「あられ~♪うえがき♪うぐいすボール♪」のCMソングなどで、関西ではおなじみのお菓子「鴬ボール」。1907年(明治40年)に神戸で創業した植垣米菓株式会社から、1930年(昭和5年)に誕生した90年以上続く商品で、関西を中心に中四国などでも販売されている。
原材料はもち米、小麦粉、砂糖、食塩、食用油のみを使用。白い部分はもち米、茶色の部分は小麦粉。独特の丸みのある形状は油で揚げる過程で自然に作られる。手作りから機械化となっても、製造工程はほとんど変わっていない。
ロングセラーの理由について、4代目の植垣清貴社長(64)は「やっぱり、シンプルだからじゃないですかね。味付けといっても砂糖と塩だけですから」と分析する。現在は宇治抹茶、きな粉、コーヒー、キャラメルなど、さまざまな種類の味もあるが、1番人気は〝本家〟だという。素朴で甘塩っぱい、飽きのこない味。

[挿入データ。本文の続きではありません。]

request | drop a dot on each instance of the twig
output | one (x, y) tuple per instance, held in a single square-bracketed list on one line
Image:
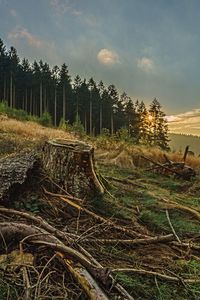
[(136, 242), (152, 273), (101, 219), (171, 226)]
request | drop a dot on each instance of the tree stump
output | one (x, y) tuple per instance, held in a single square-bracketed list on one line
[(70, 164), (14, 171)]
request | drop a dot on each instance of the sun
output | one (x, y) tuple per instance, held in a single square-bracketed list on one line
[(150, 118)]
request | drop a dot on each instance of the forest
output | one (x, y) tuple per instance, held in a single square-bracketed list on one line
[(42, 90)]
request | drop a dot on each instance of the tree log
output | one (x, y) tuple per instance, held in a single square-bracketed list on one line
[(13, 173), (71, 164)]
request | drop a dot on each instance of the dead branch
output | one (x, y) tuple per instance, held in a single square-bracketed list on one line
[(13, 231), (135, 242), (182, 207), (39, 221), (152, 273), (125, 181), (171, 226), (83, 277), (103, 220)]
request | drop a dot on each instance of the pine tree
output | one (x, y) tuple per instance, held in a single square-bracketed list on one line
[(159, 128)]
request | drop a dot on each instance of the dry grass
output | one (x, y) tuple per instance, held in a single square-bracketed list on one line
[(31, 130), (127, 155), (107, 151)]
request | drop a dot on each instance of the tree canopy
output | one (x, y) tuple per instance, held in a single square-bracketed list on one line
[(38, 89)]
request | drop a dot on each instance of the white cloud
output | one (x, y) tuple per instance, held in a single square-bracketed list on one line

配合の分量はもちろん明かさないが、人気が衰えない秘密が隠されているのだろう。
誕生のきっかけは植垣社長によると同社にアイデアを持ち込んで来た人がいたという。「伝聞ですけど『こうやって作ったら、こんなん商品ができるんちゃうか』と言った人がいたそうです」。実際に作ってみると、鴬ボールの原形ができあがった。
発売当時は製造過程の油で揚げるときに中身がはじける状態から「爆弾ボール」、上海事変で戦死した「肉弾三勇士」が話題となったことから「肉弾ボール」とも呼ばれた。「類似品もあったようなので、人気はあったと思います」と植垣社長。当時のパッケージは同社に現存していないが、1936年(昭和11年)に販売促進用に使われた、兵隊のイラストと「肉弾ボール」の文字が描かれた鉛筆は残っている。軍国主義へ突き進む世相を反映した商品名だった。
1945年に太平洋戦争が終わり、戦後になると「こんな物騒な名前はアカン」、「なんかええ名前はないか」と社内で議論して鴬ボールになった。植垣社長は「社員の中で『梅のつぼみに似ているから、〝梅に鴬で〟鴬でどうか』と。たぶん、花札の好きな社員がいたんじゃないかな」と笑顔で語る。
花札の絵柄にある「梅に鴬」は春の訪れを象徴し縁起が良く、「絵になる取り合わせ」、「似合いの組み合わせ」という意味もある。平和という〝春〟を迎えて名前を変えた「鴬ボール」は、これからも愛され続けることだろう。